Garden celery - uses for?

lathechuck's picture

I put a few celery plants into my garden late this summer, and did nothing in particular to constrain their growth. Instead of a pillar of palid stalks, I got a bush with lots of dark green leaves on dark green stalks. It was undamaged by a few frosty nights, but with a winter storm coming in (mid-December in the mid-Atlantic), I decided that harvest could not wait. So, what to do with a bunch of leafy celery?

I stripped the leaves off of the stalks, and made pesto (adding walnuts, parmesan cheese, fresh flat-leaf parsley, garlic, salt, and olive oil). I think it tastes good smeared on crackers, along side the soup described below. (My wife, who has a more sensitive palate than mine, said that the taste was too "sharp" for her.)

The stalks, stripped of their leaves, were chopped and sauteed with a chopped onion in olive oil. When tender, I added some water and a diced potato. When THAT was tender, I tried to mash it all into a cream-style soup, but it still turned out chunky. Added milk, salt, pepper, simmered for a few more minutes, and then served it. I liked it, but my wife found that celery is something that people can be allergic to, along with cantaloupes (which are a problem for her), so I didn't need to share it.

Celery freezes beautifully. Every part. Wash leaves and stalks carefully. Really carefully. Super carefully for thick, bushy leaves because they'll have critters hidden amongst the thicket of greens.

It depends on how much additional animal protein of uncertain origin you like in your diet.

You can sort the leaves from the stalks or mix them up. Chop very fine. Both ways work.

Then freeze in handful-size portions. Toss frozen lump into soup at the start of the cooking process.

ClareBroommaker's picture

Oh, no, your wife is allergic to celery?! That's not good.

I usually put loads of chunky celery in cornbread dressing, but the leaves alone would give it lots of flavor. I also could see chopping the leaves very finely on a burger, since I sometimes put celery seed on a burger as it cooks. Otherwise I'd just use it bit by bit in soups. I think your creamed celery soup sounds great, even the lumps. Lumps just indicate homemade authenticity!

I know what you wife means by sharp celery. I'm not certain, but I think that might mean your celery could use more water during its growth next year. Some suggest growing it in garden trenches in order to swamp it with water sometimes. And I think its wild cousin is actually a swamp plant.

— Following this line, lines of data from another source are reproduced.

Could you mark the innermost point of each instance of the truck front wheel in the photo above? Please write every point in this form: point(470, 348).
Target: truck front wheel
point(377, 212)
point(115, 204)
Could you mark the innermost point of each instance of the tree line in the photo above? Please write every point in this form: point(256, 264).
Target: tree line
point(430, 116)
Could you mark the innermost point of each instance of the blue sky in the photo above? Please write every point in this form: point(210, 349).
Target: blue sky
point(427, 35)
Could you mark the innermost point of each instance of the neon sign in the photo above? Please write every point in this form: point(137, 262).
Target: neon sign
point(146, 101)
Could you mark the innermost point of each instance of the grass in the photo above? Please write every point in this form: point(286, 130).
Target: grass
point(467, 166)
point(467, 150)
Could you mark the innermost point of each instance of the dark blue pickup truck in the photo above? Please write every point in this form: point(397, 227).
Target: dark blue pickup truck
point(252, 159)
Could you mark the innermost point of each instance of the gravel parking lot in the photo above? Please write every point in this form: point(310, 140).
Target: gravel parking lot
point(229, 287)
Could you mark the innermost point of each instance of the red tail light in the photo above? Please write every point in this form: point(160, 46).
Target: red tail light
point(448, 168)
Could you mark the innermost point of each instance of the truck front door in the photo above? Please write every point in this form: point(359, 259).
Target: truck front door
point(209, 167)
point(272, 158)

Maybe you could put bits of it it in grain dishes like risotto or bulghur salad (or the cooked equivalent). How about in meatballs or some kind of fried dough dishes like hush puppies or falafel?

alice's picture

Celery is also wonderful in traditional meat braises from Italy. I learned about it because my ears are usually alert for mentions of traditional ordinary people's food. A newspaper columnist mentioned a traditional menu rhyme* from Rome -- 'braised meat with celery' is one of the dishes . The celery imparts lovely flavour and cooks down as the meat braises to become really tender. I did it with oxtail the other week. £5 for an oxtail (best quality), braised with veg, and the meat is so rich it feeds about eight, I froze some of the meat then made broth with the bones.

*"Monday beans with pork rind, Tuesday braised meat with celery, Wednesday oxtail, Thursday se Dio vorrà, li gnocchi (if god wants, gnocchi), Friday fresh fish soup, Saturday tripe with sauce, Sunday supplì, or rice croquettes."

lathechuck's picture

When I started this thread, I mentioned that I thought that my "harvest could not wait" due to incoming cold weather. Well, I actually only harvested half of my celery, and the rest of it seems to have come through the week of cold weather (rain, sleet, 1-2" of snow, freezing rain, morning temps around 25F) without harm. This is without a cold frame or row cover, though I have tucked handfuls of leaves up around the base of the plant. The leaves at the ends of the stalks look just fine this morning, at about 40F.
So... I guess I'll whip up another batch of celery pesto for the New Year.

Sweet Tatorman's picture

I have never tried growing celery. Since my climate is similar to yours maybe I should give it a try. Did you grow from seed or from the bottoms of bought celery from the store? Any tips on growing that you care to offer? Thanks.

lathechuck's picture

I got them last fall at the local farmer's market.

We've had more nights in the low 20's (F), and the remaining plant looks perfectly healthy. It may be relevant that I stuffed a bunch of fallen leaves around it before the weather got cold.

I dry celery leaves and use them in soups. I love the flavour of celery in vegetable soup - it is a little bit salty. Celery leaves/stalks make a brilliant vegetable stock as well, very flavoursome.